Ehe Mozart jedoch seine Wahl treffen konnte, rutschte Dorina zu seiner Überraschung vom Sofa und plumpste auf den Boden. Bewusstlos. Kein Zittern, kein Stöhnen, nur ein lautes dumpfes Klatschen, und sie lag mit dem Gesicht nach unten auf dem Eisbärenläufer.
Nicoleta starrte ihre gestürzte Freundin mit offenem Mund an. »Bist du wieder in der Hüfte eingeknickt?«, fragte sie ihre bewusstlose Kollegin. »Na ja, sieht so aus, als hätte ich dann die beiden Typen für mich.«
Sie stand auf und strippte los. Sie war gerade noch dabei, ihren BH zu öffnen, als sie plötzlich und ohne Vorwarnung ebenfalls zusammenbrach. Mit einem dumpfen Schlag landete sie auf Dorina, rollte von ihr herab auf den Rücken und starrte an die Decke.
Mozart war noch nie so erleichtert darüber gewesen, dass zwei Frauen ohnmächtig wurden, hatte aber einen Verdacht, was dazu geführt haben mochte. »Hast du ihnen Drogen gegeben?«, fragte er Bennett.
»Hat perfekt funktioniert, was?«, erwiderte Bennett triumphierend.
»Aber das sind doch Nutten, oder? Man braucht Nutten keine Drogen zu geben, glaub mir.«
»Ich weiß«, sagte Bennett, »aber dieser Champagner ist der Schlüssel zu meinem Plan.«
»Welchem Plan?«
»Das erkläre ich dir später. Ich wollte dir nur zeigen, wie es funktioniert.«
Die Tür zum Privatzimmer ging auf, und Denise trat ein, begleitet von einem Mann in einem langen weißen Kittel. Er war drahtig gebaut und hatte eine irre rote Dauerwelle, was ihn aussehen ließ, als litte er unter den permanenten Nachwirkungen eines Stromschlags.
»Es hat also geklappt«, stellte er grinsend fest.
»In weniger als dreißig Sekunden«, sagte Bennett.
»Wer zum Teufel ist dieses Arschloch?«, fragte Mozart, der keine Freude an dem Gedanken hatte, dass hier ein Streich gespielt wurde, in den er nicht eingeweiht war.

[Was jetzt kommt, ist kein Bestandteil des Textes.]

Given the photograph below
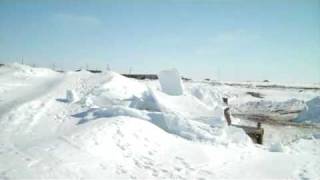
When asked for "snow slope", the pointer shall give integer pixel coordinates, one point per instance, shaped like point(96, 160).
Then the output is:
point(120, 128)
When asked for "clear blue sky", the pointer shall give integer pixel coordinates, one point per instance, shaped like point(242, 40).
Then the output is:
point(227, 39)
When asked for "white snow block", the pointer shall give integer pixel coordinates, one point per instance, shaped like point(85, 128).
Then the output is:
point(71, 96)
point(170, 82)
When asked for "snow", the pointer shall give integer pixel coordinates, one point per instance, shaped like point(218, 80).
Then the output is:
point(120, 128)
point(71, 96)
point(311, 112)
point(170, 81)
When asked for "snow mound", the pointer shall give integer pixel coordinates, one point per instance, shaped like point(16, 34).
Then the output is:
point(170, 82)
point(276, 147)
point(185, 115)
point(311, 112)
point(117, 90)
point(71, 96)
point(210, 96)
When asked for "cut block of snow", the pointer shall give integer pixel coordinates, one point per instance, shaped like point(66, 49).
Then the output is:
point(170, 82)
point(71, 96)
point(311, 112)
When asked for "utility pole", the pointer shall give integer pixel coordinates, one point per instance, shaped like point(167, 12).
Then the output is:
point(130, 70)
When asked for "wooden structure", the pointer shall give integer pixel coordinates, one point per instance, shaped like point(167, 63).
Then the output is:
point(141, 76)
point(255, 133)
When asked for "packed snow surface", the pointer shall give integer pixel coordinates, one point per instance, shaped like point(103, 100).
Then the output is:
point(311, 112)
point(120, 128)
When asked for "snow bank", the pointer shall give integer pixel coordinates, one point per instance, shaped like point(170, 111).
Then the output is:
point(171, 83)
point(207, 94)
point(71, 96)
point(185, 115)
point(311, 112)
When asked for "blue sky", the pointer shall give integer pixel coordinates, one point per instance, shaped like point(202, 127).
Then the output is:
point(224, 39)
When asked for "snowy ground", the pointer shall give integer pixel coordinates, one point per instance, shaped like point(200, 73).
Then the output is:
point(123, 128)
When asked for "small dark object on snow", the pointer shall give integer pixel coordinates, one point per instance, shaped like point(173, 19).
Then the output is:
point(255, 133)
point(255, 94)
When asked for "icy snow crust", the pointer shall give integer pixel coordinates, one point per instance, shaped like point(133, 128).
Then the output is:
point(120, 128)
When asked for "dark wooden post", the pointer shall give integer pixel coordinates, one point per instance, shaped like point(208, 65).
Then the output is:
point(227, 111)
point(227, 115)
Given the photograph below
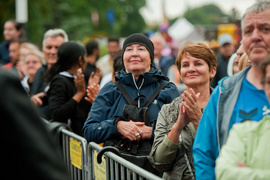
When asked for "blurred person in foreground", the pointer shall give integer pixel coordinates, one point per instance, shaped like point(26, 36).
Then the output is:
point(178, 121)
point(226, 49)
point(112, 118)
point(233, 99)
point(245, 154)
point(28, 150)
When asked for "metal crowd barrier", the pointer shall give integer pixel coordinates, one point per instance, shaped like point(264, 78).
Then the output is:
point(75, 155)
point(81, 161)
point(114, 166)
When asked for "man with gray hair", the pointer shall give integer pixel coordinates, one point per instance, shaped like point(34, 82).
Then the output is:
point(237, 98)
point(53, 38)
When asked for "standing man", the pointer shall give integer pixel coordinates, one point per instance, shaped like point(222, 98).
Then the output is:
point(106, 62)
point(53, 38)
point(233, 100)
point(226, 49)
point(92, 55)
point(14, 54)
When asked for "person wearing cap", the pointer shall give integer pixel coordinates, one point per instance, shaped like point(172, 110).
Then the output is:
point(226, 50)
point(140, 79)
point(236, 98)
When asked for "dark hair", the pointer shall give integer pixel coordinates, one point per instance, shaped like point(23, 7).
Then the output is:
point(90, 47)
point(68, 55)
point(113, 39)
point(263, 66)
point(118, 63)
point(198, 50)
point(18, 26)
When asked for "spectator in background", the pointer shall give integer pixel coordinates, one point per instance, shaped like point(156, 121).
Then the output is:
point(226, 49)
point(13, 30)
point(25, 138)
point(53, 38)
point(245, 154)
point(244, 62)
point(32, 60)
point(14, 54)
point(67, 87)
point(165, 63)
point(109, 77)
point(25, 47)
point(92, 55)
point(106, 62)
point(93, 89)
point(233, 100)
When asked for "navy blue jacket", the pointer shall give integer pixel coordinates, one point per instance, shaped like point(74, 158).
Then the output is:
point(4, 53)
point(110, 103)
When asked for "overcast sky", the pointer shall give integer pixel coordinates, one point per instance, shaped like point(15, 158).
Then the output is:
point(152, 13)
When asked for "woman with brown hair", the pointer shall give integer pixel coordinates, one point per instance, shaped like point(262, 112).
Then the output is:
point(177, 122)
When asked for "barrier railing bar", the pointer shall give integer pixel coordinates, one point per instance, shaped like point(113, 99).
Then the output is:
point(126, 163)
point(75, 172)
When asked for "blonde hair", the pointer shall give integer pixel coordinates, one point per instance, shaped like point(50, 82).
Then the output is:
point(243, 62)
point(38, 53)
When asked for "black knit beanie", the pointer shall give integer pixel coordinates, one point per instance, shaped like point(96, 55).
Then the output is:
point(139, 39)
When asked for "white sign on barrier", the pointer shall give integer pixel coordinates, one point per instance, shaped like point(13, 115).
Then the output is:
point(99, 169)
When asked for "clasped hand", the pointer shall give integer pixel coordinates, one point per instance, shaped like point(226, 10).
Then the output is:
point(134, 131)
point(190, 110)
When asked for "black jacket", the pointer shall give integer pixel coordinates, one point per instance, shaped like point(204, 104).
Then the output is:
point(63, 107)
point(27, 149)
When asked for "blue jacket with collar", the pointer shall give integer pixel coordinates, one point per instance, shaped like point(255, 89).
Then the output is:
point(110, 102)
point(213, 128)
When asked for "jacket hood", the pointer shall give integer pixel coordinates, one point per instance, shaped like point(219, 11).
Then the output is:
point(230, 81)
point(155, 75)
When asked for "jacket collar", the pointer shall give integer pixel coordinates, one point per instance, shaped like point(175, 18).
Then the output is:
point(153, 76)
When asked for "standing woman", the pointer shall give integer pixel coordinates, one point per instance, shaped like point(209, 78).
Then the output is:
point(177, 122)
point(13, 30)
point(110, 120)
point(67, 87)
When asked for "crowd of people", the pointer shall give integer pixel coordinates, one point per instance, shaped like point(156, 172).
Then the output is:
point(198, 115)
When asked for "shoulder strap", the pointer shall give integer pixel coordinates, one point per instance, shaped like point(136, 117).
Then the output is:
point(154, 95)
point(125, 93)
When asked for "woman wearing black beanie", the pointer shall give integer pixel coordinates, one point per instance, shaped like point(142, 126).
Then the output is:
point(67, 87)
point(122, 114)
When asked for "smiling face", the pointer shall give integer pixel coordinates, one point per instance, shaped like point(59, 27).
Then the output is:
point(256, 35)
point(10, 32)
point(50, 49)
point(136, 59)
point(32, 64)
point(195, 72)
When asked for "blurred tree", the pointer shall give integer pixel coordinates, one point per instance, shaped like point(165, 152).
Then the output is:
point(75, 17)
point(207, 14)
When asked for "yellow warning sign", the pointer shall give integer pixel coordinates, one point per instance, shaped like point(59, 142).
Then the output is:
point(99, 169)
point(75, 150)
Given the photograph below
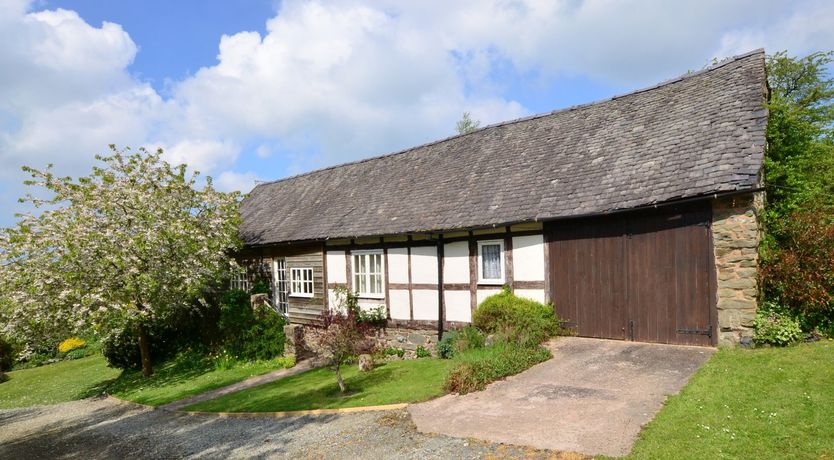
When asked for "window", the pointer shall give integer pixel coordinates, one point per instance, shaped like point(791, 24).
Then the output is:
point(280, 286)
point(491, 262)
point(301, 282)
point(368, 274)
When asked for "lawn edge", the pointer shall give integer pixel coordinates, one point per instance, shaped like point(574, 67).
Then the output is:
point(298, 413)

»Das ist Dr. Henry Jekyll«, sagte Bennett. »Oder, wie ich ihn gern nenne, der Irre Doktor.«
»Hast du Dr. Jekyll gesagt?«
Denise nahm Mozarts Hinterbacken fest in den Griff und flüsterte ihm ins Ohr: »Komm mit mir, Soldat. Ich erkläre dir alles.« Dann nahm sie seine Hand und führte ihn hinaus in die Partyzone.
»Was ist hier los?«, fragte Mozart. »Erst befreit mich Frankenstein aus dem Knast, und jetzt betäubt Dr. Jekyll Nutten für mich!«
Denise reichte ihm eine Flasche Bier. »Trink das. Sehen wir zu, dass wir uns besaufen, und dann verpasse ich dir den Monsterfick deines Lebens. Danach erzähle ich dir alles über Frankenstein und Dr. Jekyll.«
Mozart gefiel die Idee, Denise zu vögeln, viel besser als die, es mit einer der beiden Nutten zu treiben. Doch immerhin war er seit längerer Zeit mit keiner Frau mehr zusammen gewesen, und so sah er sich im Raum um, bis er erneut das dunkelhäutige Mädchen Jasmine erblickte. Sie war nach wie vor solo.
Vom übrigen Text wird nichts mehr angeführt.